Die österreichischen Werbagenturen wollen derzeit noch nichts von einem Konjunkturabschwung bemerken, speziell in Westösterreich ist die Stimmung ungebrochen gut. Die Unternehmen sind per saldo mit der Auftragslage zufrieden, wollen mehrheitlich Personal eher aufbauen und erwarten steigende Preise. Dies sind die wichtigsten Resultate des am Mittwoch vorgestellten neuen Werbeklimaindex. Der vom Wirtschaftsforschungsinstitut (Wifo) berechnete Indikator beruht auf der Befragung von 154 Unternehmen.

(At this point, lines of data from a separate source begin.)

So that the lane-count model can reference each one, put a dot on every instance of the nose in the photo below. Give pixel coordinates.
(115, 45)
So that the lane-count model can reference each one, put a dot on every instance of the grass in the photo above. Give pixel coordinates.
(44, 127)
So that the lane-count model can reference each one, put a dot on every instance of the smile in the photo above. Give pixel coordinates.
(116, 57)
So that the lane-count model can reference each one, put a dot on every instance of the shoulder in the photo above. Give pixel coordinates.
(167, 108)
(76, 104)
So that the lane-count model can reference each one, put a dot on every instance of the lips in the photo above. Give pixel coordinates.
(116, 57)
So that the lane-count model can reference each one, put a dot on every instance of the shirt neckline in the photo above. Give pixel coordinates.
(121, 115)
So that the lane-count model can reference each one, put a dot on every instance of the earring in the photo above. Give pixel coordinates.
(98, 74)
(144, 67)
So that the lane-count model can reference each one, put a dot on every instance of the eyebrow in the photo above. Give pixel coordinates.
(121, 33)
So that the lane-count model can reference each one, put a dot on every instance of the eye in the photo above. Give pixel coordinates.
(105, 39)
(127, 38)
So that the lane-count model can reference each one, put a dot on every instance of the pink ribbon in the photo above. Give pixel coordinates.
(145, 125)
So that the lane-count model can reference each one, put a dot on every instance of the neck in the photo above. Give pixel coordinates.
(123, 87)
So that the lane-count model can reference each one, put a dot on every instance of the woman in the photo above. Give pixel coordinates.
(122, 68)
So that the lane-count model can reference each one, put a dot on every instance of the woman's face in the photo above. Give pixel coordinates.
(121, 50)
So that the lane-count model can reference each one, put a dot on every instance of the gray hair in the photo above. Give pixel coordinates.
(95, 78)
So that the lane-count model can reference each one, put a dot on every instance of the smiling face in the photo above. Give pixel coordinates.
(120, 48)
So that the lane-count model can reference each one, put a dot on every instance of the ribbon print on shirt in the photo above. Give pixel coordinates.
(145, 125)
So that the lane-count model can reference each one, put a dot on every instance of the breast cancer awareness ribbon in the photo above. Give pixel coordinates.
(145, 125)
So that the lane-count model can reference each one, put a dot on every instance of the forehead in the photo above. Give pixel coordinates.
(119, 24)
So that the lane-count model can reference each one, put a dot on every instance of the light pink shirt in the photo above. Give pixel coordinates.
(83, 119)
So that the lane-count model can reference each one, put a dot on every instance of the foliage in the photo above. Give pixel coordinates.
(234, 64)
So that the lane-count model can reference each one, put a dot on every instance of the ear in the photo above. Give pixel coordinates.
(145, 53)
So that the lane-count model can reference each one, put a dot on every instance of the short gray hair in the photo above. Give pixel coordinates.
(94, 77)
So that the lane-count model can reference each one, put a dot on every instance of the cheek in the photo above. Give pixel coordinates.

Konkret liegt der aktuelle Index bei +22 Punkten. Dies bedeutet einen leichten Rückgang gegenüber dem Wert Ende Juli, die Branchenstimmung befindet sich damit aber noch weit im grünen Bereich. Jeder Wert, der größer als Null ist, zeigt eine Verbesserung der Lage an.

Wiener Agenturen eher pessimistisch

37 Prozent der Befragten bemerkten in den vergangenen drei Monaten einen Anstieg der Nachfrage, nur neun Prozent einen Rückgang."Die Nachfrage-Dynamik nach Dienstleistungen im Bereich Werbung und Marktkommunikation bleibt weiterhin hoch", sagte Gerhard Schwarz vom Wirtschaftsforschungsinstitut. Dabei soll sich aber die Geografie des Werbeklimas umgedreht haben: Während im Westen wieder gute Geschäft erwartet werden, sind die Wiener Agenturen eher pessimistisch.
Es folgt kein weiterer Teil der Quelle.